YANGON—On this day in 1994, military dictator Senior General Than Shwe and Nobel Peace Prize laureate Daw Aung San Suu Kyi, who had by that time been under house arrest for five years, met for the first time at the No. 1 Tatmadaw Guesthouse in Yangon.
A week prior to the meeting, Colonel Than Tun of the Directorate of Military Intelligence informed Daw Aung San Suu Kyi that the country’s military leaders wanted to meet her.

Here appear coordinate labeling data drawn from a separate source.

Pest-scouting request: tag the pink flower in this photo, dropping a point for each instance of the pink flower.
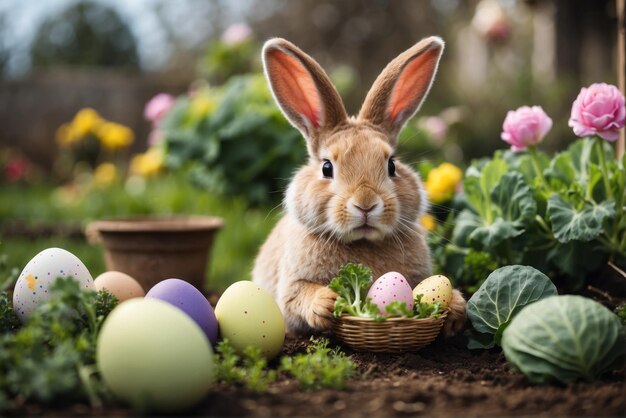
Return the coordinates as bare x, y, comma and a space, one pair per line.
236, 33
525, 127
157, 107
598, 110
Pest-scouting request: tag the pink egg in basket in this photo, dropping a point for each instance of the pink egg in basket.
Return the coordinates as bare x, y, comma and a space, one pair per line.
391, 287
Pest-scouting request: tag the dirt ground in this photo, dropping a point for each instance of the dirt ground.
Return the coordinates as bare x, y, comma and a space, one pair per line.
444, 379
440, 380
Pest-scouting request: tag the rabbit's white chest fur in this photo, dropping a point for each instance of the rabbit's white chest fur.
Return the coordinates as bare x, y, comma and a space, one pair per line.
291, 256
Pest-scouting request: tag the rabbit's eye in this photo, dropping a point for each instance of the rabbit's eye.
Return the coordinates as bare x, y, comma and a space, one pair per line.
391, 168
327, 169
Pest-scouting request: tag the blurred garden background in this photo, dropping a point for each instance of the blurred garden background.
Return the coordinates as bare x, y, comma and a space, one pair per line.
116, 108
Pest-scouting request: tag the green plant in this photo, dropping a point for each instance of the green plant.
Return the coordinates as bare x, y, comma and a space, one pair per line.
321, 367
564, 338
351, 284
557, 215
8, 318
52, 356
233, 139
250, 370
621, 312
505, 292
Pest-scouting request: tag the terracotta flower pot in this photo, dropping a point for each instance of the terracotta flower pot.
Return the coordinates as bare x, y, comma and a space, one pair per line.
155, 249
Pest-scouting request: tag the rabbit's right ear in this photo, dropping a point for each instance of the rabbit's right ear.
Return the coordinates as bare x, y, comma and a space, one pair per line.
400, 89
302, 89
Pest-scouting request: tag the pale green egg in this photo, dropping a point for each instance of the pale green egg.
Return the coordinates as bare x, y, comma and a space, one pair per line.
435, 289
248, 315
154, 357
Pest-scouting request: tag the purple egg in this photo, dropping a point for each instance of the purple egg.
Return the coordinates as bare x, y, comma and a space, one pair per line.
190, 300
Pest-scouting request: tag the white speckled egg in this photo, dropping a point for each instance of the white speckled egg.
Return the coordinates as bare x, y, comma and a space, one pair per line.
391, 287
247, 315
33, 284
435, 289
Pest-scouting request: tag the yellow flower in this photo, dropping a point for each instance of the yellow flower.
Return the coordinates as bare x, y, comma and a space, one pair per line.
147, 164
86, 122
428, 221
202, 105
105, 175
442, 182
114, 136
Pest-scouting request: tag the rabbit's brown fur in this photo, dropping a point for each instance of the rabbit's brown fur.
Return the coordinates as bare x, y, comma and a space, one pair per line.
361, 213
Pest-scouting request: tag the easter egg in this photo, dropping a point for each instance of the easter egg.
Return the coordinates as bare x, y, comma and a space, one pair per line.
120, 285
33, 284
249, 316
435, 289
154, 357
190, 300
391, 287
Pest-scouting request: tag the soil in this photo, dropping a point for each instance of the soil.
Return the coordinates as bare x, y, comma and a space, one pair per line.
443, 379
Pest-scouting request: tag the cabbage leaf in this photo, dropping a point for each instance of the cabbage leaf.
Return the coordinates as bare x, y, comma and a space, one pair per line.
505, 292
564, 338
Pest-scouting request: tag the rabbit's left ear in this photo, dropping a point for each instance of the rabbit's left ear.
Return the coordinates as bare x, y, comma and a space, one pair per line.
400, 89
303, 91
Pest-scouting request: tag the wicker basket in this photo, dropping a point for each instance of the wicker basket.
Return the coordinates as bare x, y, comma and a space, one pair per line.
394, 335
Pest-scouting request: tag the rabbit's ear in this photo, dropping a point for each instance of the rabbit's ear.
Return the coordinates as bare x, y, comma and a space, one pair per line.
401, 88
302, 89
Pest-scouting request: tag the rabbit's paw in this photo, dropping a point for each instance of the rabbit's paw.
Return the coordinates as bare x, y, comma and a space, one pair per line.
319, 314
457, 314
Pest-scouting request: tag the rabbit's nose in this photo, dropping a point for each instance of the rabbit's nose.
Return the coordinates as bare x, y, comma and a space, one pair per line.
366, 210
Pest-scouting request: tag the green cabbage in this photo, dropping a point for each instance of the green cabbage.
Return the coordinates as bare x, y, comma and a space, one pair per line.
505, 292
564, 338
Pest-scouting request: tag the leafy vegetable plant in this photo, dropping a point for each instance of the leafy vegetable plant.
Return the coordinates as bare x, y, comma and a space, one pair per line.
321, 367
52, 356
233, 139
505, 292
564, 338
351, 284
557, 215
420, 309
250, 370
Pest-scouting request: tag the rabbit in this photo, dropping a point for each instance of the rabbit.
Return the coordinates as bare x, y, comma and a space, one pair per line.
354, 201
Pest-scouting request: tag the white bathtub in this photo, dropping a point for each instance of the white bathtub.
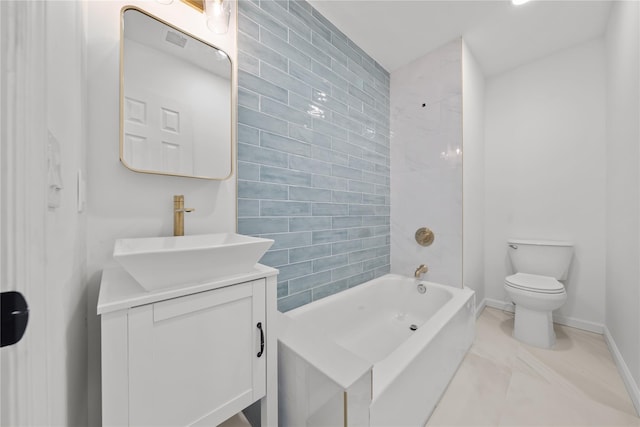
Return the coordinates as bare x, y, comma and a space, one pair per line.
375, 321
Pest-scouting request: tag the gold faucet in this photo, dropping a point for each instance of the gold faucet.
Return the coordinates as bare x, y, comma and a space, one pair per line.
420, 271
178, 214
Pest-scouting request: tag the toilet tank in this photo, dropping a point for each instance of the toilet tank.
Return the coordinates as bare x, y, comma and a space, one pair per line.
544, 257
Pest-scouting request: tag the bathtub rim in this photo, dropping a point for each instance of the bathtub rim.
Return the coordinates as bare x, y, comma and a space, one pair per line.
387, 369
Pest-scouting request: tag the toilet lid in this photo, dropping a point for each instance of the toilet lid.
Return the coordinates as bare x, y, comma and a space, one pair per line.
535, 283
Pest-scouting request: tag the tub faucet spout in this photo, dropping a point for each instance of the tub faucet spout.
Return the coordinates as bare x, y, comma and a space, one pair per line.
420, 271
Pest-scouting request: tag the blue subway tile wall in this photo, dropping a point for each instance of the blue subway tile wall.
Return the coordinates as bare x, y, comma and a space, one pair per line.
313, 150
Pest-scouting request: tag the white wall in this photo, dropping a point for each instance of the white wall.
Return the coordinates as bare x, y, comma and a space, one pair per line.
623, 213
426, 164
65, 263
472, 174
122, 203
545, 171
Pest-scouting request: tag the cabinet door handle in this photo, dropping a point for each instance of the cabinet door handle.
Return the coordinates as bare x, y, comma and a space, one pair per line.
259, 326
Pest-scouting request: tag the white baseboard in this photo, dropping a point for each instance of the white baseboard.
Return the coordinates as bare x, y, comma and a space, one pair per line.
625, 373
585, 325
623, 369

She agreed, on condition that the topic of the discussion would be other than asking her to leave the country.
Nothing about the discussion was made public on state media except a photo of junta leader Snr-Than Shwe, Secretary-1 Major General Khin Nyunt and Daw Aung San Suu Kyi wearing a pink dress.
Many political observers have suggested that no political issues at all were discussed at the meeting, speculating that the regime, known as the State Law and Order Development Council— which refused to hand over power to Daw Aung San Suu Kyi’s National League for Democracy (NLD) after it won the 1990 general election, and brutally oppressed democracy activists—organized it just for show in response to international pressure.
Daw Aung San Suu Kyi, too, has never revealed details of the discussion.
The two met again in 2002. At that meeting, the senior general said nothing about politics, limiting his comments to health and other trivial matters, NLD records show.
In an interview with U Ye Htut, who served as minister of information in the U Thein Sein government, Maj-Gen Khin Nyunt, who was present at both meetings, said Snr-Gen Than Shwe never discussed political issues with Daw Aung San Suu Kyi, only raising matters related to regional development with her. Whenever she started discussing political issues, he would shrewdly change the topic; the meetings were intended simply to reduce international pressure on Myanmar, and the generals never intended to have a genuine political discussion, he said.
After the NLD’s landslide victory in the 2015 general election, retired Snr-Gen Than Shwe and Daw Aung San Suu Kyi met for a third time in Naypyitaw. Neither side, as usual, revealed the topics that were discussed.